J.K Rowling a su mettre sur pied un univers unique dont chacun a rêvé dans sa plus tendre enfance, celui dans lequel chacun peut donner forme à ses moindres désirs grâce à un modeste bout de bois. Et si, finalement, le monde moderne le permettait déjà ? Évidemment, il est encore impossible de voler sur un balai pour se rendre au travail ou de disparaitre avec de la poudre d’escampette. Cela dit, il est possible d’entretenir une conversation avec un ami qui est à l’autre bout du monde ou encore de visiter un musée virtuellement pour ne citer que ces exemples. Est-ce que le monde d’Harry Potter permet cela ? Non, de toute évidence, pas de téléphone, de texto, de mail ou d’ordinateur. Et pourtant, il aurait été beaucoup plus simple pour Harry de contacter son oncle en cavale, Sirius Black, avec un simple texto plutôt qu’avec un message transporté par un hibou qui peut mourir de fatigue ou sous les intempéries en cours de route. De même, s’il y avait eu un ascenseur dans le château, les élèves ne se seraient pas épuisés à monter et descendre une dizaine d’escaliers qui grincent et qui n’en font qu’à leur tête. Une question me trotte encore dans la tête, comment les salariés du Ministère de la magie peuvent faire leur travail efficacement sans ordinateur… ? Une tripotée de monde doit donc sûrement travailler au sein de cette institution pour abattre un tel travail sans connexion. Le monde de la magie d’Harry Potter ne connait pas la crise, c’est évident ! Et pourtant, la pauvreté existe, la famille Weasley et sa maison biscornue en est la preuve. Ron arrive à Poudlard avec son rat, Croûtard, au lieu d’un hibou comme le reste des élèves. Ses robes de sorcier sont démodées puisqu’il les a récupérées auprès de ses frères plus âgés tout comme sa baguette*. Pourtant, il paraitrait assez simple de faire apparaitre un sac d’or ou n’importe quel objet nécessaire en deux ou trois moulinets de poignet. Apparemment là aussi les lois de la finance gouvernent et s’organisent avec l’aide de la banque Gringotts.

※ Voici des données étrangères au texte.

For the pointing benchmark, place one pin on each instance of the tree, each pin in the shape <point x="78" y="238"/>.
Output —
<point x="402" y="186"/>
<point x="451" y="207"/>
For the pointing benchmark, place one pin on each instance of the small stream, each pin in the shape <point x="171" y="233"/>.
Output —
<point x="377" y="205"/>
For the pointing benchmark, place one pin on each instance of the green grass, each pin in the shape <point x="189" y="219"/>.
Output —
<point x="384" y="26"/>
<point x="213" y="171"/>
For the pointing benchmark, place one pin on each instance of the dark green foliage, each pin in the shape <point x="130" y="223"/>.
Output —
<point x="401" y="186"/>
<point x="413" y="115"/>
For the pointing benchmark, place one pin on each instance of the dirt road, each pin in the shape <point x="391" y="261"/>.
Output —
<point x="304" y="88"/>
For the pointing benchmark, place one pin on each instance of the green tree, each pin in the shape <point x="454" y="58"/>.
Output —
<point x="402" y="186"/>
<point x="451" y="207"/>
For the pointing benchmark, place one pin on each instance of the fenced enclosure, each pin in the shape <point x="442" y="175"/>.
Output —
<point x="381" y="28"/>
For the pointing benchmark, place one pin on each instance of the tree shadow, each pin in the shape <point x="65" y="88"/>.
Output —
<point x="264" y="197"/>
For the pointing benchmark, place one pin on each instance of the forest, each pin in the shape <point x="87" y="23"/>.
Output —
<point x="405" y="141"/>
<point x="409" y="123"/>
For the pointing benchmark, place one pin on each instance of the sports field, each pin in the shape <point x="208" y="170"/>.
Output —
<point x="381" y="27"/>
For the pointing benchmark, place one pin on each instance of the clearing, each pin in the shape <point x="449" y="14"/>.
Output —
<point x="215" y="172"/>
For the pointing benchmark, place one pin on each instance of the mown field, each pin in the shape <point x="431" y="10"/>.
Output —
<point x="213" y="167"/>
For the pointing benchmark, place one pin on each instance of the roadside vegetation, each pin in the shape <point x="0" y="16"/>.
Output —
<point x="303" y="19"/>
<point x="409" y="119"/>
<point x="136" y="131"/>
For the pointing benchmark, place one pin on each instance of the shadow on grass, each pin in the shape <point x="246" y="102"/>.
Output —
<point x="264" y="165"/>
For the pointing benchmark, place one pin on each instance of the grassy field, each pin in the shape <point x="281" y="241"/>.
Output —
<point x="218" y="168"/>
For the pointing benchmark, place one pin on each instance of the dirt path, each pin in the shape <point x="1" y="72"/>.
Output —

Monde magique versus monde moderne

L’utopie veut que chacun d’entre nous imagine un monde magique où il peut tout faire, sans aucune limite. Mais en se penchant sur la question, le monde d’Harry Potter ne correspond pas à ce rêve et le monde moderne non plus. L’idéal, de toute évidence, serait de pouvoir se rendre au travail en balais et une fois là-bas pouvoir consulter ses mails et envoyer un texto. Un monde comme celui-là ressemblerait plutôt à celui du film, le cinquième élément soit un savant mélange entre deux époques : notre présent et notre futur. Mais ça, c’est un autre sujet.

*Soit dit en passant, cette histoire de baguette ne tient pas debout sachant que , normalement, la baguette choisit son sorcier sinon il ne peut pas s’en servir.